The following is courtesy of SalmonState:
FISHERMEN AND SEAFOOD BUSINESSES SEND VIRTUAL S-O-S TO THE FEDERAL GOVERNMENT AS THEY STRUGGLE TO STAY AFLOAT AND PROVIDE ESSENTIAL SERVICES
Fishing communities rally together to deliver national letter and videomessage calling for additional federal relief in response to COVID-19
Today, hundreds of independent fishermen along with small and mid-sized seafood businesses across the country and their allies sent a letter to the Secretary of Commerce, Secretary of the Treasury, Secretary of Agriculture, and Congress urging for increased federal support for America’s fishing communities. Representatives from Alaska, the West Coast, the Gulf, and New England spoke out in an accompanying video message. Their message underscored growing concerns about the impacts of COVID-19 on small and mid-scale seafood producers and called on the Trump Administration and Congress to address the increasingly urgent situation facing fishing communities nationwide.

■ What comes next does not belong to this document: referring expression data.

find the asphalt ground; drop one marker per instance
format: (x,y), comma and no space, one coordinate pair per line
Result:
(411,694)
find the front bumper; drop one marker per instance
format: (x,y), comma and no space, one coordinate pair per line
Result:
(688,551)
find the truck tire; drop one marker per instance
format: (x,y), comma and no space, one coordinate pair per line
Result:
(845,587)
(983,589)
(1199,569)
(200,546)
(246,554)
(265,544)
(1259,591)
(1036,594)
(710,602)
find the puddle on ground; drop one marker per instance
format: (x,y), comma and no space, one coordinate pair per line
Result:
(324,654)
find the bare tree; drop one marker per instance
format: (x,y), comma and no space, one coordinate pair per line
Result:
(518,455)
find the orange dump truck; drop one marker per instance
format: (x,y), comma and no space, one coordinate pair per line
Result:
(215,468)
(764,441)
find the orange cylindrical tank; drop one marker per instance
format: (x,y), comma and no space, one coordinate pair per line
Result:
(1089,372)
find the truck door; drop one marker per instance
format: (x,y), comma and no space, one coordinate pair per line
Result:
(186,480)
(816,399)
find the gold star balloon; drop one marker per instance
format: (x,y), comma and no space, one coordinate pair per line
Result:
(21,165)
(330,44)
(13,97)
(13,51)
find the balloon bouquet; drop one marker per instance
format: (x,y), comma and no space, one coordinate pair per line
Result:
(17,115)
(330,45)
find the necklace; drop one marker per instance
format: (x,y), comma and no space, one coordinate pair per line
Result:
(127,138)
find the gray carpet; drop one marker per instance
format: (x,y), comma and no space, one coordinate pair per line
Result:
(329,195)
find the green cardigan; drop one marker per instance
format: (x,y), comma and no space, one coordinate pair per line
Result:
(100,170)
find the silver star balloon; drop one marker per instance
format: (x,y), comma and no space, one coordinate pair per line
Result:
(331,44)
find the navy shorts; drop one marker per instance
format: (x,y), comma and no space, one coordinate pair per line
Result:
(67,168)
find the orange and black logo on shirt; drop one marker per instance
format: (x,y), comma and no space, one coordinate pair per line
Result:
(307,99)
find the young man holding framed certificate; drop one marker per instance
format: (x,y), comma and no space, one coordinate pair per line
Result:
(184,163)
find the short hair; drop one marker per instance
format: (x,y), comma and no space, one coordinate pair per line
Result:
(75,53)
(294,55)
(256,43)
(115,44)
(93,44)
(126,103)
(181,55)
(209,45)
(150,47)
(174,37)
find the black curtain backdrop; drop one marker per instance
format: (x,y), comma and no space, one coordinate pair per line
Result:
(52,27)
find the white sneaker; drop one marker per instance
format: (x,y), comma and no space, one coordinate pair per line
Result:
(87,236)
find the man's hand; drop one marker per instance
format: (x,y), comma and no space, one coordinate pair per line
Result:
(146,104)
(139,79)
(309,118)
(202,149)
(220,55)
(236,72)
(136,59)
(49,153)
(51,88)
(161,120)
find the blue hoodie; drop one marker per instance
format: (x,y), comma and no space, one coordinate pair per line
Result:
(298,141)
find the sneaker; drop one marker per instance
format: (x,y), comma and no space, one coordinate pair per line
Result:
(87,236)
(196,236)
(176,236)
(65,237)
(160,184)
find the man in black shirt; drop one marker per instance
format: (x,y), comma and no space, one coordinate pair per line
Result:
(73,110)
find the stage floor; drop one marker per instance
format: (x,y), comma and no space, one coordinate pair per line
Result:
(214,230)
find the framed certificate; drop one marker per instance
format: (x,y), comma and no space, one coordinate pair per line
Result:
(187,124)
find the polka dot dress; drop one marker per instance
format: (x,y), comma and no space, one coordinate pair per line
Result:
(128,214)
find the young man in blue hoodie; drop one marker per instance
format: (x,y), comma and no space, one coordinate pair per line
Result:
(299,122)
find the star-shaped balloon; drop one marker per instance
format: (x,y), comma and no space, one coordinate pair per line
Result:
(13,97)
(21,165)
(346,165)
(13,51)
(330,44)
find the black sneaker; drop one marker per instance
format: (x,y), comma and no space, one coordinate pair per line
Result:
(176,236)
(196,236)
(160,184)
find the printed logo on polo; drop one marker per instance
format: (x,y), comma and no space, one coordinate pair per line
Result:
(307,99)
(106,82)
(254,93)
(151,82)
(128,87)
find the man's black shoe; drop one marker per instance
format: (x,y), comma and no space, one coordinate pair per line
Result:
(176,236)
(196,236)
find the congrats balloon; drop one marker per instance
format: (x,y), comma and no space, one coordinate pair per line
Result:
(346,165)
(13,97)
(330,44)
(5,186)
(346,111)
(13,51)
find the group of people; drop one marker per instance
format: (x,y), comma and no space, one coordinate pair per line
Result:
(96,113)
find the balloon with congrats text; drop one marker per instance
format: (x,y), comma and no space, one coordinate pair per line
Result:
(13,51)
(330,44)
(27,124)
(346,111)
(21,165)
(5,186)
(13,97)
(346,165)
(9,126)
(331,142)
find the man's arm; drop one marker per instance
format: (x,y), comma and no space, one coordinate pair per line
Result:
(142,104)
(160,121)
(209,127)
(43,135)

The letter outlines several key recommendations that would enable fishing communities to weather the COVID-19 crisis and adapt to its abrupt and dramatic impacts on the seafood supply chain. The recommendations include $1.5 billion in additional emergency funding (with at least half allocated for small and mid-sized fishing operations); debt forgiveness measures; support for young fishermen; investments in shoreside infrastructure; access to testing, protective equipment and medical care; and, eligibility for the USDA’s Coronavirus Food Assistance Program.

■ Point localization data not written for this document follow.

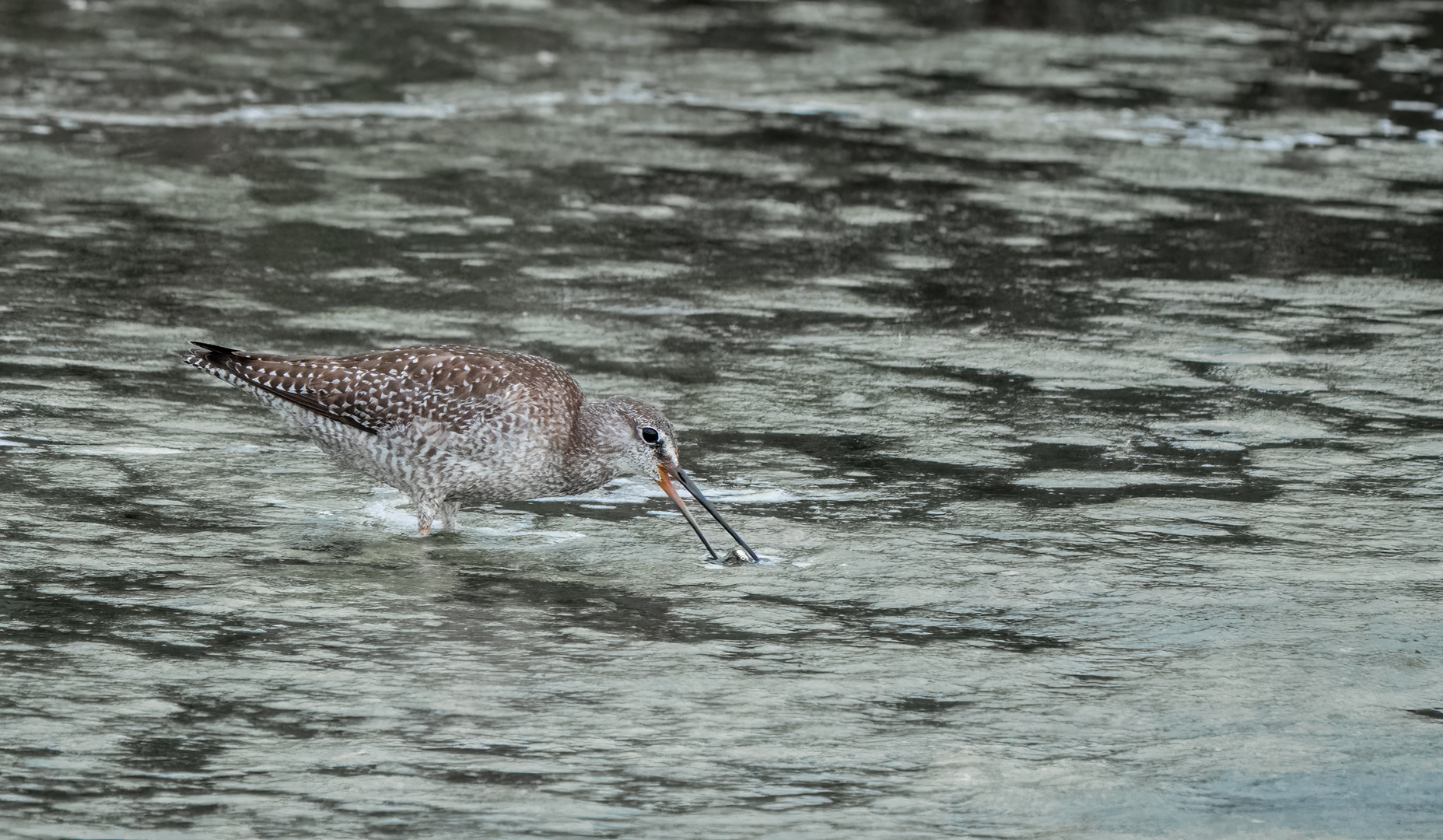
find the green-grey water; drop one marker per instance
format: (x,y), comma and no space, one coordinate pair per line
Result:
(1077,367)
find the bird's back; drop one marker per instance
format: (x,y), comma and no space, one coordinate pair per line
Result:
(443,419)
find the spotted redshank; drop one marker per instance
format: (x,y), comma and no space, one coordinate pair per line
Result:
(455,423)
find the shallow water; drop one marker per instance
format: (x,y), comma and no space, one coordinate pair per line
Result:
(1075,366)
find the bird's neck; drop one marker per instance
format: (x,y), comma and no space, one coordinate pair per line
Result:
(590,460)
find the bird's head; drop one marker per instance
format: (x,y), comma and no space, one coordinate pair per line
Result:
(650,450)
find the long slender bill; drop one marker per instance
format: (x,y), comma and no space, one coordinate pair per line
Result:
(666,484)
(696,492)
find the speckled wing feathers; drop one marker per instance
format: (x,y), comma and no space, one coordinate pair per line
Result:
(445,387)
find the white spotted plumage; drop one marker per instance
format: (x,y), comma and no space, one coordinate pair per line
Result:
(449,423)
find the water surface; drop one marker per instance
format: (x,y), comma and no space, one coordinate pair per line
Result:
(1075,364)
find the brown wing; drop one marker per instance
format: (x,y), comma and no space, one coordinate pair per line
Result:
(450,386)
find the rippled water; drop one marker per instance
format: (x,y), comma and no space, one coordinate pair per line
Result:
(1077,362)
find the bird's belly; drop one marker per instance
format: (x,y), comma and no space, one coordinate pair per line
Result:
(429,462)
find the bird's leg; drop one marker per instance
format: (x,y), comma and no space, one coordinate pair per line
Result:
(425,513)
(447,511)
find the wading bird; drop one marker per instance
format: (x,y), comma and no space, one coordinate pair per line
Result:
(452,423)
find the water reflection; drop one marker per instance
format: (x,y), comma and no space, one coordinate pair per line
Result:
(1074,361)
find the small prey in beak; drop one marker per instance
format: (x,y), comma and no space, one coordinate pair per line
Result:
(666,475)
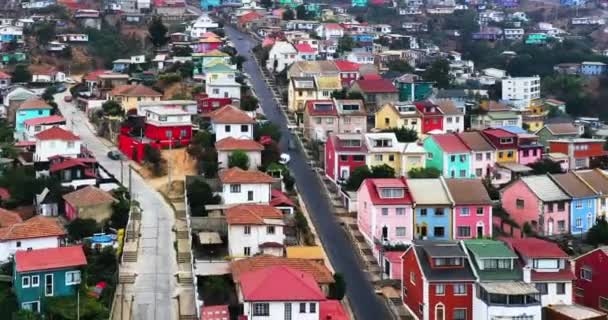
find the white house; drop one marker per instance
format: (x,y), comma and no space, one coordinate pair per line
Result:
(251,148)
(35,233)
(282,55)
(230,122)
(243,186)
(255,229)
(56,141)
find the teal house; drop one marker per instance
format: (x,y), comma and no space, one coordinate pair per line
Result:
(447,153)
(412,88)
(30,109)
(40,274)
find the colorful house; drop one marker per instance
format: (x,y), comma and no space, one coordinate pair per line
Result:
(472,210)
(591,277)
(583,203)
(384,209)
(432,209)
(483,154)
(343,154)
(538,201)
(43,273)
(447,153)
(500,289)
(504,142)
(437,281)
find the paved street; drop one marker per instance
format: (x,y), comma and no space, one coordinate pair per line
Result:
(156,266)
(364,302)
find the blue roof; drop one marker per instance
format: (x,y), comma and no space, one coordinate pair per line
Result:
(513,129)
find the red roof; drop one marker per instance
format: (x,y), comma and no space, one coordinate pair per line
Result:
(56,133)
(450,143)
(347,66)
(304,48)
(315,112)
(332,310)
(43,120)
(376,86)
(269,284)
(51,258)
(373,185)
(536,248)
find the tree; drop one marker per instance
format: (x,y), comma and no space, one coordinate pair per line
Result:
(21,74)
(404,134)
(112,108)
(200,194)
(545,166)
(288,15)
(438,72)
(598,234)
(82,228)
(346,43)
(157,32)
(420,173)
(238,158)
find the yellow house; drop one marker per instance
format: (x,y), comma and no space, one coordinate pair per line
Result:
(397,116)
(129,96)
(384,148)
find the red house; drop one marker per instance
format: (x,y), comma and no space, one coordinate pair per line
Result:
(437,281)
(591,284)
(580,151)
(432,118)
(349,72)
(343,154)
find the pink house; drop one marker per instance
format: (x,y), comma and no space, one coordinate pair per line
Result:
(539,201)
(384,209)
(472,208)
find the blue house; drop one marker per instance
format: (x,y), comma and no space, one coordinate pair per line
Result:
(592,68)
(432,209)
(583,207)
(30,109)
(44,273)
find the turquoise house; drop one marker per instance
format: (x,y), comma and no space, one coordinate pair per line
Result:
(447,153)
(30,109)
(45,273)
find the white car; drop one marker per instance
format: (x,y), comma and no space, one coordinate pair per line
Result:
(284,158)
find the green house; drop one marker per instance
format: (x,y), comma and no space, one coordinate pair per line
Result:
(40,274)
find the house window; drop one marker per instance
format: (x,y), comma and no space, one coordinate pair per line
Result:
(261,309)
(72,277)
(400,231)
(270,230)
(560,288)
(25,282)
(464,232)
(586,274)
(460,289)
(439,289)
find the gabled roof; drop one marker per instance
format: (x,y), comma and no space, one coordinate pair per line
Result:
(230,115)
(232,144)
(319,272)
(269,284)
(49,259)
(238,175)
(88,196)
(56,133)
(468,191)
(253,214)
(573,185)
(544,188)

A broad and diverse group of 238 allies endorsed the letter, including commercial fishing trade associations, seafood businesses, food & agriculture groups, environmental organizations, social justice advocates and concerned citizens, collectively representing three million Americans.
“We’re seeing thousands of independent fishermen suddenly on the brink of losing their homes and boats as a result of COVID-19. We’re not asking for a handout. We’re asking for a lifeboat to carry us through the economic turmoil so that we can continue to work hard and help feed millions of people, including our own families,” said fisherman Lance Nacio of Anna Marie Shrimp based in Montegut, Louisiana.
Alaska-based Sitka Salmon Shares founder, Nicolaas Minc , said, “We have thousands of customers in the Midwest who depend on our Community Supported Fishery as their primary source of seafood. It’s in our country’s best interest to take care of the fishermen and direct-to-consumer businesses that are providing the essential service of supplying nutritious protein to the country – and in our case, delivering it right to their door.”
“While our businesses might be small and many of us only harvest one fish at a time, collectively we feed millions of people who live in the United States and generate millions of dollars for local communities, many of which are rural and lack other major sources of revenue,” said Jordyn Kastlunger, fisherman and member of Tuna Harbor Dockside Market. “Because we are small we can be nimble and quickly adapt our products and distribution to meet consumer demand. However, we are going to need the federal government’s support in order to adapt at the scale and speed that’s needed to address COVID-19.”
“We are seeing more and more consumers looking for direct access to safe, healthy, local seafood. In New York we are responding by launching the largest Community Supported Fishery program the state has ever seen,” said Elise Gilchrist, Director of Communications for Dock to Dish . “We have a model in place to ensure that Americans continue to have easy access to nutritious seafood during this time of crisis and beyond. We’re asking Congress and the American public to help us help you.”